Monday, October 22, 2012

Stop! Drama time!

 Sometimes I’m a total drama queen. And like fellow drama queen Kanye West I bring it on myself!
            As the low-rent Yeezy, I am able to sense drama opportunities approaching and optimize them for maximum dramatic impact.
            For instance, if I am running low on petrol, I will avoid filling up until my fuel gauge runs deep into reserve and beyond.
            That situation adds so much spice to life. Every car trip becomes fraught with increasing risk, with danger, even. A trip to Maboneng, at night, with the gauge on reserve is suddenly a super-hectic stress mission. The very atmosphere begins to crackle with tension. And say now you do run out of fuel, well that’s the beginning of a whole new adventure, a whole new drama.
            Sometimes it does get a bit ridiculous, though.

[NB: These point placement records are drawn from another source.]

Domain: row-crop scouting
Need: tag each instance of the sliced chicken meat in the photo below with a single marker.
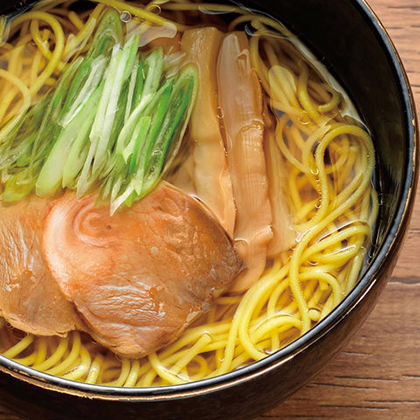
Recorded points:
(30, 299)
(139, 277)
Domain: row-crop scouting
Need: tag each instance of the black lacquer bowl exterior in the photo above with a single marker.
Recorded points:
(347, 36)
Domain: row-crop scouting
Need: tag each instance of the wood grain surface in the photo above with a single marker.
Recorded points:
(377, 375)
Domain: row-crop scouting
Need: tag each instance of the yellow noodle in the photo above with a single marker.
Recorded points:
(332, 213)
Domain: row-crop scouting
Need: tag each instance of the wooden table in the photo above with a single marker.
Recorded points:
(377, 376)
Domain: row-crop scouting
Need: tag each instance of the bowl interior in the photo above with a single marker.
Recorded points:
(352, 44)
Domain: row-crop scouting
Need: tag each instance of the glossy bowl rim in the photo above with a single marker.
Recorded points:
(390, 246)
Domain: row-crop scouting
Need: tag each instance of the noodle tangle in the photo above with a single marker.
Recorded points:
(329, 160)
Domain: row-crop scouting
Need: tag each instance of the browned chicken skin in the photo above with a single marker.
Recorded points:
(139, 277)
(30, 299)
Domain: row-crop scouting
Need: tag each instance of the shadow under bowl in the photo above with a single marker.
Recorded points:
(350, 40)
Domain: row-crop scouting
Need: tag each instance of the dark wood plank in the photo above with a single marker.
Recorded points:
(377, 376)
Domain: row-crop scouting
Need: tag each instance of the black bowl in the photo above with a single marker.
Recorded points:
(350, 40)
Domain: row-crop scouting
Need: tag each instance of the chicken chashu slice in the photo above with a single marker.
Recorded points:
(30, 298)
(141, 276)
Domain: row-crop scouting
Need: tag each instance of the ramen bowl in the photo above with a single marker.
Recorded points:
(348, 38)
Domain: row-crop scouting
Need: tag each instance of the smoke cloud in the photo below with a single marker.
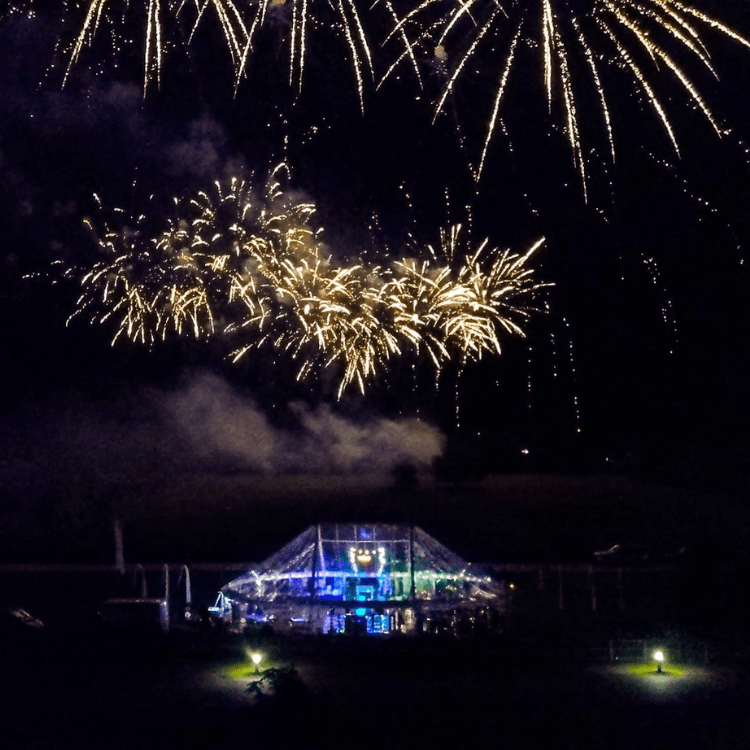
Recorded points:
(225, 427)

            Like I’ve got this radio show on this digital station called EuroTrashMusic. I love my radio show. I love the freedom of expression and the utter lack of a playlist. I love it being live, without a safety net. And I love the discipline of having to be at the station at 4pm. It creates the illusion of a proper job.
            So on afternoon I’m merrily cruising down to EuroTrash for my show, fuel gauge on the customary red, frisson of drama and tension in the air like farts, when the car coughs once, loses power and quits in the middle of the M1 South.
It’s 26 minutes till my show starts. Drama time!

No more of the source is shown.